The Suffolk Youth Orchestra (SYO) is a symphony orchestra of over 90 players aged between 13 and 21 years. It is part of Suffolk County Council's programme of youth music.

The orchestra gives annual performances at the Snape Proms. It provided the orchestral accompaniment for the National Youth Music Theatre's tour of Creation. SYO was one of seven British youth orchestras selected to participate in the Masterprize Dearfield Education Programme, part of Masterprize 2001.
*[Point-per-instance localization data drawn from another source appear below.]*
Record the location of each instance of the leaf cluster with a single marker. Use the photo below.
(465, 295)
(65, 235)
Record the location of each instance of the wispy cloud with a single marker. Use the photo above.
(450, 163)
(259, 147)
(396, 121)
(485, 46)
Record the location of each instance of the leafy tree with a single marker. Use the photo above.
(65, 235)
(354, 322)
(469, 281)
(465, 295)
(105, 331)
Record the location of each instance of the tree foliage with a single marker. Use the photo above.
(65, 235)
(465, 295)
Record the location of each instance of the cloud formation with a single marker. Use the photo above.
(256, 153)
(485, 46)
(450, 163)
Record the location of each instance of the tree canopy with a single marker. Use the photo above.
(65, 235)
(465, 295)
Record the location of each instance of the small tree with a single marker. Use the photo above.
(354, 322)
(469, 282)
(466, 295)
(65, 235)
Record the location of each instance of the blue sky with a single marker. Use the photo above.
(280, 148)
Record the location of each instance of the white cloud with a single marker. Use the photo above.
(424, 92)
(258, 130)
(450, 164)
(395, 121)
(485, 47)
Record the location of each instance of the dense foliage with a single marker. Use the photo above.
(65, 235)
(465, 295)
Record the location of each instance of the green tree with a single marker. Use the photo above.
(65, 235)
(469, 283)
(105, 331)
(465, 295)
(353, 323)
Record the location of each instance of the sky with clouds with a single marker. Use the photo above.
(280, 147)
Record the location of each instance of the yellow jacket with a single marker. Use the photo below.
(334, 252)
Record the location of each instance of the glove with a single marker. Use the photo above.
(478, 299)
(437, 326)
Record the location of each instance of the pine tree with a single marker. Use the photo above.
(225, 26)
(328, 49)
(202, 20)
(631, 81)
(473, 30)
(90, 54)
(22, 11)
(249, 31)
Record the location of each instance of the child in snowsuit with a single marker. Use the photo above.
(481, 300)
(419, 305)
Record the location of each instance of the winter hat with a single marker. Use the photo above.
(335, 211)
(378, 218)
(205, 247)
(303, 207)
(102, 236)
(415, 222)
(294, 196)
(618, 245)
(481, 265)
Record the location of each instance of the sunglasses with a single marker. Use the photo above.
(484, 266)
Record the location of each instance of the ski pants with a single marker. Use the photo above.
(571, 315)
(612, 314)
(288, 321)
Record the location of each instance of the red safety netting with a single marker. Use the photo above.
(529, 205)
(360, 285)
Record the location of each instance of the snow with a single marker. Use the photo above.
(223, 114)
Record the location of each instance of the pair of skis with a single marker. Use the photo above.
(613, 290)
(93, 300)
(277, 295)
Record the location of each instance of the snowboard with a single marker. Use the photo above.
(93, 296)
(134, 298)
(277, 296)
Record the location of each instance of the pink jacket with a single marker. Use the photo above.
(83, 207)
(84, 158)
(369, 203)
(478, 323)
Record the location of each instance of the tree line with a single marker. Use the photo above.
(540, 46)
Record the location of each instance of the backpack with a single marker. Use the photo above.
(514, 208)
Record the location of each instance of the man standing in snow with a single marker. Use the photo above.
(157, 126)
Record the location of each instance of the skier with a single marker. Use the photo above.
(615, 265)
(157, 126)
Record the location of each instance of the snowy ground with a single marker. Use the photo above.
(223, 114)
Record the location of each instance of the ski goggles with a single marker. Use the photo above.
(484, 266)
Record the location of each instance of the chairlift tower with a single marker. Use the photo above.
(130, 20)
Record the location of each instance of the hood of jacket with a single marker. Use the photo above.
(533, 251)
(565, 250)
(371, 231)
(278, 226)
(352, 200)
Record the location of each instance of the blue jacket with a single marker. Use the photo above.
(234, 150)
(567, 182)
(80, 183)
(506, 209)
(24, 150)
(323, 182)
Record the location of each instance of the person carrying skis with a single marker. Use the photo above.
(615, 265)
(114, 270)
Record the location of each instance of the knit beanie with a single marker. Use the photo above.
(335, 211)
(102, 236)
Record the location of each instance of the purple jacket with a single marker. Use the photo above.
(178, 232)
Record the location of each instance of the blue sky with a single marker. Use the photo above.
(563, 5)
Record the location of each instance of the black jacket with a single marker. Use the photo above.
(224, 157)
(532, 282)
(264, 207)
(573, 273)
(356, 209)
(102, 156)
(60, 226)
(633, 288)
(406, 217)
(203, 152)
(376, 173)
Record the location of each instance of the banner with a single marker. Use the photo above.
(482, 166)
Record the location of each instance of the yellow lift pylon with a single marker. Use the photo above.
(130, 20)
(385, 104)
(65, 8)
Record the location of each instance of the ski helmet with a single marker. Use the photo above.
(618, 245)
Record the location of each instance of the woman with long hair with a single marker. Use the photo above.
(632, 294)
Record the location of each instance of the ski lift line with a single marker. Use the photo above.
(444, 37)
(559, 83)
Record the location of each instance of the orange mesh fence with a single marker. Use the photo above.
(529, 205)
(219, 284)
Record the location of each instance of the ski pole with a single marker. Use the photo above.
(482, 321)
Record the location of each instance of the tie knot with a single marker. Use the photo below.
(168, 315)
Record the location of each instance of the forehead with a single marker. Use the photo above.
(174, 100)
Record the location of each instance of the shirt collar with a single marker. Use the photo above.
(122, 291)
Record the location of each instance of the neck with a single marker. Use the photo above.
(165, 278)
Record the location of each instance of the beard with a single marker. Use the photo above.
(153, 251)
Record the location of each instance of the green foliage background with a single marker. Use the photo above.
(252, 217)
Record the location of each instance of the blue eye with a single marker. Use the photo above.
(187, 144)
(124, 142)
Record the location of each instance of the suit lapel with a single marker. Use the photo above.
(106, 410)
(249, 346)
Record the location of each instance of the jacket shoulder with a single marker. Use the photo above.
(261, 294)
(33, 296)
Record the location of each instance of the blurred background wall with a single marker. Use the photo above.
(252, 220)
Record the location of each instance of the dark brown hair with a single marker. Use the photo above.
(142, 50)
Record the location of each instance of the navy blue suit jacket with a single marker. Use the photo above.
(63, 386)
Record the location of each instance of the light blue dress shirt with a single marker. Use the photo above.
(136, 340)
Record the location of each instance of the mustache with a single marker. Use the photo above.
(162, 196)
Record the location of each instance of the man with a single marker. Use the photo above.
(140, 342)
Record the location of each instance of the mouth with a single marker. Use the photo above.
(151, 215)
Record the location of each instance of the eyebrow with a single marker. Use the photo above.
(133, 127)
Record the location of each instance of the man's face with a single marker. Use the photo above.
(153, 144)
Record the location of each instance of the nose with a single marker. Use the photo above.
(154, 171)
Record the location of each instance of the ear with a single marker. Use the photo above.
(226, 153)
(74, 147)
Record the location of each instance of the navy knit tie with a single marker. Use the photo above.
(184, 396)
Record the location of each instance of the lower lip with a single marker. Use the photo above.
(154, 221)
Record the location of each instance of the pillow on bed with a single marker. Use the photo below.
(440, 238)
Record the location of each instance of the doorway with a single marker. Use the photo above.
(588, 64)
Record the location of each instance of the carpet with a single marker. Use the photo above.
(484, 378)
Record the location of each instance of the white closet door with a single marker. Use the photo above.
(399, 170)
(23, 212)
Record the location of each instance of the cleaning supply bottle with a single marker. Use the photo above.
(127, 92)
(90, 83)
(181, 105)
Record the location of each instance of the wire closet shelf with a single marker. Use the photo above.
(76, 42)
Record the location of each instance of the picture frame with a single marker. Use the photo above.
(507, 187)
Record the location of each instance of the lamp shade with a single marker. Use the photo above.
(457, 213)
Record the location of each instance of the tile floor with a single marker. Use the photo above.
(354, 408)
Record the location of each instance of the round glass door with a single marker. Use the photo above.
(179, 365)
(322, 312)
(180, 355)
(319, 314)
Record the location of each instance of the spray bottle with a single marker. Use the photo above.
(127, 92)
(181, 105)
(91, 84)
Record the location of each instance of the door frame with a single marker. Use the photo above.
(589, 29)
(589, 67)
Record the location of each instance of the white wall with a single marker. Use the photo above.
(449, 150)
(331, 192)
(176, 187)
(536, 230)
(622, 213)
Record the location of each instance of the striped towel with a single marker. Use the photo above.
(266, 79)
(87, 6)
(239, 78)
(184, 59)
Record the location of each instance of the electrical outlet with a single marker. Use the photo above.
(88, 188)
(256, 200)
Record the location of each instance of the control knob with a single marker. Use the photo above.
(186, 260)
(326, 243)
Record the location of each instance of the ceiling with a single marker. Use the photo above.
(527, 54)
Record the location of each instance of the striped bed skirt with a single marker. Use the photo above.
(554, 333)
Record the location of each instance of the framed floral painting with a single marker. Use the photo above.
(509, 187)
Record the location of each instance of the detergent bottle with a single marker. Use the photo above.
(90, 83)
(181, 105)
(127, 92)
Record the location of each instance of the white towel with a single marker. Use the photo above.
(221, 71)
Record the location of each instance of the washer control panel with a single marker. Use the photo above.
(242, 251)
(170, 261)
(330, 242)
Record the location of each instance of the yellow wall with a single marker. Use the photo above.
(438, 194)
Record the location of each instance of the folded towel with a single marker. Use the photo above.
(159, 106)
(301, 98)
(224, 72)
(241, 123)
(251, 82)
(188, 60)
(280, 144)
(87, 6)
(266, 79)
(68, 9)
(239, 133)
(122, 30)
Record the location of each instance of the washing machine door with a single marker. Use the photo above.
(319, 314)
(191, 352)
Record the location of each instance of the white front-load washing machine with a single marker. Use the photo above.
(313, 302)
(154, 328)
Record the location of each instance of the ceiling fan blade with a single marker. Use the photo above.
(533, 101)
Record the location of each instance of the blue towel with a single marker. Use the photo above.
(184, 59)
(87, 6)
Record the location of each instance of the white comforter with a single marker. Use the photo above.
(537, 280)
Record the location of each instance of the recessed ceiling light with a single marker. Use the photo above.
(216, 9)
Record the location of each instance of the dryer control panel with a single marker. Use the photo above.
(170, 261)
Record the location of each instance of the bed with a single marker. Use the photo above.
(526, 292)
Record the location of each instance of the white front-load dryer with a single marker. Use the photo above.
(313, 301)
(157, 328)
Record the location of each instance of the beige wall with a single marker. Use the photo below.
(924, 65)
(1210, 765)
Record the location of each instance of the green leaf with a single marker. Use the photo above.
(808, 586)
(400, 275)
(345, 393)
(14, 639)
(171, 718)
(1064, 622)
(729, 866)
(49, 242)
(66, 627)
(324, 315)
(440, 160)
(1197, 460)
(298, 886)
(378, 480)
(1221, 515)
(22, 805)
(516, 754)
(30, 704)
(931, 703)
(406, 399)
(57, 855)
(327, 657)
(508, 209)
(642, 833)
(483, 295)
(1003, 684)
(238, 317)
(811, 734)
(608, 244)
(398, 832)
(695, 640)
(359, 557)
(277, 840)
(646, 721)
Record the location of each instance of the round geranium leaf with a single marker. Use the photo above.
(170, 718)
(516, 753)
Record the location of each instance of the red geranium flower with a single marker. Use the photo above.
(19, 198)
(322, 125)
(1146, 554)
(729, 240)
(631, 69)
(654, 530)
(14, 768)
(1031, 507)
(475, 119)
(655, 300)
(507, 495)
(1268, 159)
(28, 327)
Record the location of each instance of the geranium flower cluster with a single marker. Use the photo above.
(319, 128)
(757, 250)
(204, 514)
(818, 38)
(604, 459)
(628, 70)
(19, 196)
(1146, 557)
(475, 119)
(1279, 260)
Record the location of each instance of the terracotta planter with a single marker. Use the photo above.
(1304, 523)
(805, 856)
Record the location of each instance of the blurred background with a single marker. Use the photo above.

The orchestra performed a 'Prom in the Park' in the Abbey Gardens, Bury St. Edmunds, in the presence of the Queen and Prince Philip on the occasion of the Royal Golden Jubilee visit to Suffolk, and performed Saint-Saëns' 'Organ' Symphony at a concert attended by the Princess Royal at St. Edmundsbury Cathedral in celebration of the completion of the new cathedral tower.

In December 2007, the orchestra led the musical proceedings at BBC Radio Suffolk's Children in Need Carol Concert in Snape Maltings Concert Hall, broadcast across the region on Christmas Day.

Every summer, the orchestra goes on a week-long tour to continental Europe. Locations have included Poland, including a concert at Oświęcim (Auschwitz); Prague; Barcelona and the Costa Dorada, Spain; Strasbourg; Tuscany, Italy; the Castile and León region of Spain; Hungary, Eastern Germany, the Netherlands, Czech Republic, Slovakia and Belgium.

It provided the orchestra for two Benjamin Britten's War Requiem performances in April 2013. It took part in the 100 performances of the Battle of the Somme by Laura Rossi in April 2017.